Editor's Note: This article is part of Area Development's Governors' Agendas series, which allows governors elected to office in 2011 to outline their business and economic development plans. View interviews with all new governors
What resources will your administration leverage in order to attract businesses to your state?
Kasich: Through the new JobsOhio partnership my administration will be forging new relationships and outreach to business in the state. As a public-private partnership, the state will strive to move at the speed of business, providing answers and incentives in timely fashion rather than [after] months of haggling. With business as a full partner the message will be direct and focused on generating investment, profit, and jobs for Ohio-based operations.
Which particular industry sectors would be well served by your state's resources?

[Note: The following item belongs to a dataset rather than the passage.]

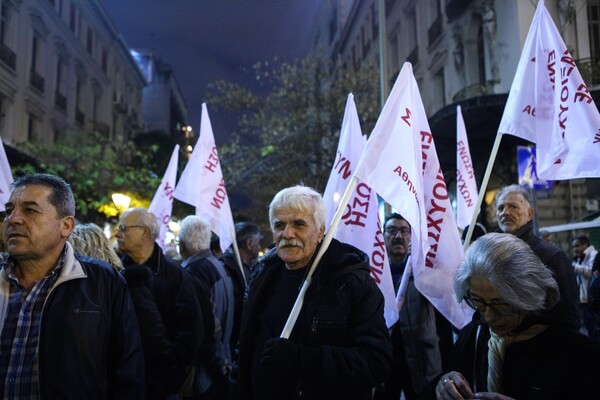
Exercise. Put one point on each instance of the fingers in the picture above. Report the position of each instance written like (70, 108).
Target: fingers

Kasich:Through the work of Battelle and Cleveland State University, we know the key driver industries in this state and have been able to identify emerging opportunities as well. Manufacturing has been a core base activity of Ohio business and we will continue to support new investment and new product development to push that core to the next level. Through our aerospace, polymers, bioscience, and automotive partnerships, we anticipate expanded activity as the national economy improves.
How will the state continue to serve its existing industry?
Kasich: Ohio has a vast array of existing programs that provide technical, financial, and tax incentives that have been available to Ohio-based operations making strategic investments in the state. We expect those programs will continue to be available.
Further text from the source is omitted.